Friday, March 11, 2016

SmartGo article: AlphaGo Don't Care

Bob Hearn shared this wonderful article on smartgo.com by Anders Kierulf: AlphaGo don't care

I loved this piece, mostly because it really hits on an important aspect of the theoretical study of combinatorial games.  There is a real "psychology" aspect to a lot of the strategies.  I am not familiar with the Go terminology of the different move/structure types in the article (e.g. "tenuki", "extend at the bottom", and "peep").  These are human ways to describe different strategies and patterns. 

As the article reiterates: "AlphaGo don't care."  It doesn't lose universal focus to get stuck in local duels.  Each turn, it reevaluates the gameboard as a whole.  It doesn't care about the order of the previous plays, data that doesn't change the outcome of the game.

The same is true in CGT.  The options from a position depend only on the information of that position, not the history of plays nor the psychological battle between the two players.  The value of the game is irrelevant (though it may be very hard to calculate exactly).

From the article:
Lee Sedol threatens the territory at the top with 166? AlphaGo don’t care, it just secures points in the center instead.

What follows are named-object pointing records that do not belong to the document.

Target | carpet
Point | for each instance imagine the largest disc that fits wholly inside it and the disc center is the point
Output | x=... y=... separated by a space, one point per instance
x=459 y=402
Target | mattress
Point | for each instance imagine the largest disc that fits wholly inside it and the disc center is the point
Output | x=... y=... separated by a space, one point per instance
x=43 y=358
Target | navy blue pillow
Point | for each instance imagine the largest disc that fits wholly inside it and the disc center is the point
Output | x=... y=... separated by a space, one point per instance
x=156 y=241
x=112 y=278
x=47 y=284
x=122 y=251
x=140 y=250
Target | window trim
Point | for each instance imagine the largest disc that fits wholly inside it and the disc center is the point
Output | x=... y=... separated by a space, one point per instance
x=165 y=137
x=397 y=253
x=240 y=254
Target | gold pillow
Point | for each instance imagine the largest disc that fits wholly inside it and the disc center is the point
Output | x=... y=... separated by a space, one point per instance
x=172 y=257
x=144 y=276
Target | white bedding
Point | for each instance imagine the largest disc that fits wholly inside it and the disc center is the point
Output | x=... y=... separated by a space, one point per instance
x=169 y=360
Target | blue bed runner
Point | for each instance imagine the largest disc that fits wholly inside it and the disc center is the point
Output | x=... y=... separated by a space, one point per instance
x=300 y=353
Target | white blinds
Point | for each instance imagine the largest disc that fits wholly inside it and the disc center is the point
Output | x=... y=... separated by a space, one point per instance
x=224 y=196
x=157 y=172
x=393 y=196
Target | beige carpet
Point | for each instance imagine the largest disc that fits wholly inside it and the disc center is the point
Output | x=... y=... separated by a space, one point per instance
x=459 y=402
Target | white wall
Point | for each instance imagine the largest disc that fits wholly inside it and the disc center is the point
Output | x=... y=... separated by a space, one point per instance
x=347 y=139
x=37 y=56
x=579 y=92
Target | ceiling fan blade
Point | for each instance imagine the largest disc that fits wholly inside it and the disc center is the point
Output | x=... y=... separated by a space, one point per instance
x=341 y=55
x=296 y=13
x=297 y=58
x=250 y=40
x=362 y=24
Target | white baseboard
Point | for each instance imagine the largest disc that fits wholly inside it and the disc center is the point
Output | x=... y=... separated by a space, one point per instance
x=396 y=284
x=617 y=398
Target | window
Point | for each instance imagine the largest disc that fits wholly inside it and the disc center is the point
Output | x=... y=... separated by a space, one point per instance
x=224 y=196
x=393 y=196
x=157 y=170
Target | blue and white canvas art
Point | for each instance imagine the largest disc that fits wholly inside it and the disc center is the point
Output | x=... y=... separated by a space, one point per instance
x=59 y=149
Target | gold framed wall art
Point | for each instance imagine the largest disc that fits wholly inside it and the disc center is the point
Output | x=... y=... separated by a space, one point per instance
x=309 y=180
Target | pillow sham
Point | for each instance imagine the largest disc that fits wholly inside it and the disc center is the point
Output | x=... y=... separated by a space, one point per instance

Points are points, it doesn’t matter where on the board they are.
It doesn't matter that Lee Sedol last moved near the top, AlphaGo just goes wherever it thinks it can amass the most points, not where it thinks the other player is going to focus their efforts.  The actual temperature of the regions is more important than which pieces were the most recent plays.

The third game is tonight!

3 comments:

  1. "the order of the previous plays ... doesn't change the outcome of the game" is actually not quite true. In a ko fight, the previous moves (and positions) *can* matter, which is why Go is EXPTIME-complete instead of something easier like PSPACE- or NP-complete.

    ReplyDelete
  2. Good point. That can definitely matter.

    ReplyDelete
  3. Something that I never understood as well as I wanted about CGT is the difference in hot games between hotstrat and sentestrat. In hotstrat, you move in the hottest component. In sentestrat, you have some number called the ambient temperature, and you move in the hottest component unless the previous player's move raised the temperature of that component above the ambient temperature, in which case you respond in the same component. It turns out that hotstrat can be arbitrarily bad, whereas sentestrat, while not optimal, at least gives moves that are boundedly close to optimal.

    ReplyDelete